Right now, the interests of central banks, governments and markets are aligned. Central banks are committed to holding interest rates near zero for as long as necessary and, along with institutional investors, are snapping up the huge volumes of debt that governments are issuing to pay for pandemic relief. 

But it’s not hard to imagine that those interests will diverge sooner or later. Governments will want central banks to keep interest rates low in order to gradually reduce debt as a proportion of GDP. A historical template is the Fed’s agreement to peg T-bill rates and cap bond yields to lower the Treasury’s wartime debt-financing costs.
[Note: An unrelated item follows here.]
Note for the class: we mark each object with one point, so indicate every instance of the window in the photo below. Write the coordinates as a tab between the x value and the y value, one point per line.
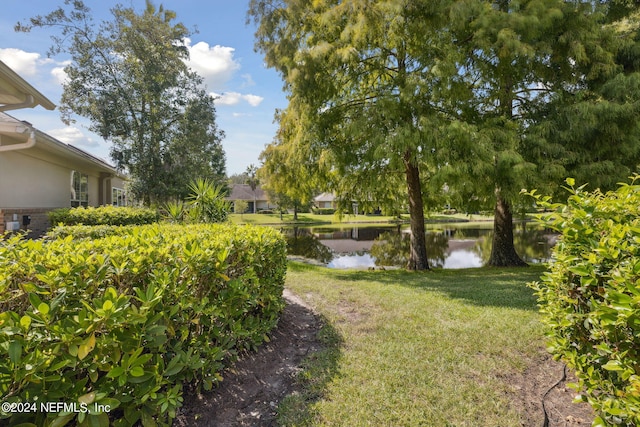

The formal pact ran from 1942 to 1951.

Uncertain consequences

If inflation rises, however, central banks will eventually want to raise rates. Governments, their ultimate owners, could push back and remind them of their new “political” goals to help minorities and cut carbon. But if central banks do not react promptly to mounting price pressures, financial markets could easily lose confidence, with unknowable consequences.

Willem Buiter, a visiting professor at Columbia University, wants the Fed to scrap its new approach, which he called extremely worrying. “The recent changes to the US monetary policy framework are ill-advised and potentially harmful,” said Buiter, who used to be the chief economist at Citigroup.

Investors, then, need to brace for turbulence. But when? The bond markets are relaxed for now, despite the fact that even the International Monetary Fund, that paragon of fiscal rectitude, is advising governments to ramp up public investment to get people back to work. 

The mood might change, though, with the US election on November 3 if the Democrats not only win the presidency but also take control of both houses of Congress. 

If Democrats open the spending taps and a coronavirus vaccine emerges, lifting growth prospects, investors may bring forward their expectations for US interest rate rises to as early as 2023 rather than 2025, according to Praveen Korapaty, chief global rates strategist at Goldman Sachs.

Guilhem Savry and Florian Ielpo with Swiss asset manager Unigestion are more sanguine. Overcapacity, high savings and the dampening effect on prices of the digitalisation of the global economy made an inflation shock linked to excessive growth of debt, as occurred after World War Two, unlikely. “In our opinion, inflation risk remains just that – a risk and not a scenario,” they wrote.

The point is that when inflation eventually does come back – and remember, governments need modest inflation to shrink their real debt loads – the policy reaction function of leading central banks may well have changed. For bond investors, the only certainty today is that future uncertainty is increasing.

Alan Wheatley is an associate fellow at Chatham House, the London think-tank. He was formerly the global economics correspondent and China economics editor for Reuters.